Economy considerations

The bulk of the tracker-related work has to do with how the code enforces the economy. This is patchy, e.g., few sites punish Hit n' Runs even though many count them.

What I envision is a Bonus Points economy where BPs accumulate only after a long HnR period. The BP rate would be a function of the torrent's size and the percent metadata completed. This should enourage long seeds and a fully annotated database.

The economy is an open problem and discussion is welcome. Please see the BioTorrents.de suggestions forum for details.

Appendix: Outdated config info

I revised this document prior to the Easter Monday 2020 launch. Lots changed over a year of development, and the real work is just starting. Please find the original configs for different software below.

Sphinx via systemd

I also had to prepare the Sphinx user's home folder /var/run/sphinxsearch and make an init script.
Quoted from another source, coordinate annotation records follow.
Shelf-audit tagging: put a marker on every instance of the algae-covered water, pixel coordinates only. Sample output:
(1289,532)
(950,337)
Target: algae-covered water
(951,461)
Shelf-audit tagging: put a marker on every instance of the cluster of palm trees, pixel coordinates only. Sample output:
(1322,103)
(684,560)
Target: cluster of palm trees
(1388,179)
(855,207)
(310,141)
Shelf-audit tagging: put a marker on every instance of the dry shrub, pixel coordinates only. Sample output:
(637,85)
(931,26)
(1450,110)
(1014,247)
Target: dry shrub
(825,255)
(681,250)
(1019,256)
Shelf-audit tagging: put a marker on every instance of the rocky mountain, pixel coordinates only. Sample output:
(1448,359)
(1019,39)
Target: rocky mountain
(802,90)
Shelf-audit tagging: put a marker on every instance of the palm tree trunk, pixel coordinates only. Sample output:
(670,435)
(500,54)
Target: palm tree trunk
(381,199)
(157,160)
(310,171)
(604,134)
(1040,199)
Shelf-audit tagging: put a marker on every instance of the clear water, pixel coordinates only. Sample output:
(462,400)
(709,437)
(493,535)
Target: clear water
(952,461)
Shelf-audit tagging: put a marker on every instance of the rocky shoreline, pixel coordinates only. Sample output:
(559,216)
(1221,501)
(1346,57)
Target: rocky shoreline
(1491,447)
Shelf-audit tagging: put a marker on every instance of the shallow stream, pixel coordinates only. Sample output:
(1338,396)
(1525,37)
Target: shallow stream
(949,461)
I made /etc/systemd/system/searchd with the script below and made it executable.

#!/bin/sh

case "$1" in
	start)
		/usr/bin/searchd
		;;
	stop)
		/usr/bin/searchd --stop
		;;
	restart)
		/usr/bin/searchd --stop && /usr/bin/searchd
		;;
	*)
		echo "Usage: $SELF {start|stop|restart}"
		exit 1
		;;
esac

Finally I had to make /etc/systemd/system/searchd.service by the Debian wiki's example. To enable it on boot I did systemctl daemon-reload and systemctl enable searchd.service.

[Unit]
Description=Fast standalone full-text SQL search engine
After=network.target

[Service]
Type=forking
Restart=always
ExecStart=/etc/systemd/system/searchd

[Install]
WantedBy=multi-user.target

This let me manage the Sphinx daemon with standard system tools.